There's been a lot of conflicting information about the risks and benefits of hormone replacement therapy (HRT) published in the last ten years. Before 2002, menopausal women were told that hormone replacement therapy was associated with a decreased risk of cardiovascular disease, colon cancer, and osteoporosis, based on the findings from observational studies.
Then in 2002, the Women’s Health Initiative Study linked HRT to an increased risk of breast cancer and cardiovascular disease. This contradictory evidence led to what has been called the "timing hypothesis" – the idea that the results of previous studies and the WHI were conflicting because the women in the WHI study were older and had been menopausal for several years, compared to the women in the other studies.
Even after the discontinuation of therapy, the women who took HRT for 10 years had a significantly reduced risk of death, heart failure, and heart attack without any increased risk of breast cancer, deep vein thrombosis, or stroke. So what should you believe?
A team of doctors in Denmark conducted a study of 1,006 women enrolled in the Danish Osteoporosis Prevention Study to determine if HRT begun soon after the onset of menopausal symptoms could reduce the risk of cardiovascular events such as heart failure, heart attack, or death. Among the study participants, 502 women were randomly assigned to receive HRT and 504 were assigned to receive no treatment.
Even after the discontinuation of therapy, the women who took HRT for 10 years had a significantly reduced risk of death, heart failure, and heart attack without any increased risk of breast cancer, deep vein thrombosis, or stroke. They attributed this benefit to the fact that the women began HRT soon after menopause, and possibly to the different HRT preparations used in the Danish study compared to those used in the WHI study.

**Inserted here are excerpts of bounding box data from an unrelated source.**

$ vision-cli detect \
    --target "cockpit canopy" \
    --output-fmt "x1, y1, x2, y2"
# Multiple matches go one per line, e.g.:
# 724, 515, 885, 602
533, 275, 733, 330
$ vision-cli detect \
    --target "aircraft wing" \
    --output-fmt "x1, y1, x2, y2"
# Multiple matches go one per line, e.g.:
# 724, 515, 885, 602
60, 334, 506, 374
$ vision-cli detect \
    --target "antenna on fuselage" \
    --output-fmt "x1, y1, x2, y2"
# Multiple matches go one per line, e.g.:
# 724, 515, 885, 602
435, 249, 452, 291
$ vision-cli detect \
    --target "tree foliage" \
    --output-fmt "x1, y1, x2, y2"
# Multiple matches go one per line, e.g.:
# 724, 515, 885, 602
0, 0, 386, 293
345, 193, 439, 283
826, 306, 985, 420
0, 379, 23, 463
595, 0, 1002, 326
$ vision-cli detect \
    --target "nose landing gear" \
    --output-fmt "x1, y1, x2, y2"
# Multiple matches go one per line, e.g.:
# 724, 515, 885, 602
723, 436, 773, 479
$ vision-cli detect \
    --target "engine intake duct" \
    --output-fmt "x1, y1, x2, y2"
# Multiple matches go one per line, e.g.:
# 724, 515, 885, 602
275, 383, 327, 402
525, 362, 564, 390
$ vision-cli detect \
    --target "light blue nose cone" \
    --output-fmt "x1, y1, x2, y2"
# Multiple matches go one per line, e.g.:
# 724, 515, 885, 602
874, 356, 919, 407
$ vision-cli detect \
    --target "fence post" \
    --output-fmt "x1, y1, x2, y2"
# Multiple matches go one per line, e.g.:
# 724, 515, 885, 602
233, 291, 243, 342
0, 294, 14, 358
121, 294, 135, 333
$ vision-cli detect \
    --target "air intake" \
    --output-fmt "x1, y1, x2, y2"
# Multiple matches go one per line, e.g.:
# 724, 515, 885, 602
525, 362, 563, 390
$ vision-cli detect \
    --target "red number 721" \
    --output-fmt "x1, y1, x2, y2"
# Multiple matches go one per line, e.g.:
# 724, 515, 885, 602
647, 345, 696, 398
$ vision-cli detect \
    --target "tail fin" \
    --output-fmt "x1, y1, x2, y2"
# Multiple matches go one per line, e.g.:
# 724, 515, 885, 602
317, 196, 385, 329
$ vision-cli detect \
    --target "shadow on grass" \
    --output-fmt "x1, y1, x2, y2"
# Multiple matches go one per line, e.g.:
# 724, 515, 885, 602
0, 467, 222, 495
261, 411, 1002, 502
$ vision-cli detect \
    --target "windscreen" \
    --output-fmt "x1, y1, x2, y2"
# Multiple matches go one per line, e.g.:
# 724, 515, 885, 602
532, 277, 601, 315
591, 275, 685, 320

The women in the WHI study received conjugated equine estrogens and medroxyprogesterone, and those in the Danish study received 17-β-estradiol and norethisterone. “The compounds used in the Danish study were more similar [compared to those used in the WHI] to the estrogens in our bodies,” Nieca Goldberg, medical director of the Joan H. Tisch Center for Women’s Health at NYU Langone Medical Center in New York City, told TheDoctor.
Goldberg went on to say that based on the findings of the current study, she would recommend HRT for menopausal symptoms. However, more work is needed. “Only 1,006 women were enrolled in this study, and only 502 got HRT, and you cannot base therapeutic recommendations for millions of women on the findings of a study enrolling only 502 women in the treatment group,” she said.
The study findings help doctors better define the differences in women taking HRT when they are younger versus when they are older, said Goldberg. The data suggest that the increase in heart disease risk seen in the WHI study could be attributed to the age of the women in that study; they were older and perhaps they had heart disease that was not yet diagnosed. Somehow taking HRT made those problems worse, because hormone-based therapies, both HRT and oral contraceptives, increase the risk for blood clots.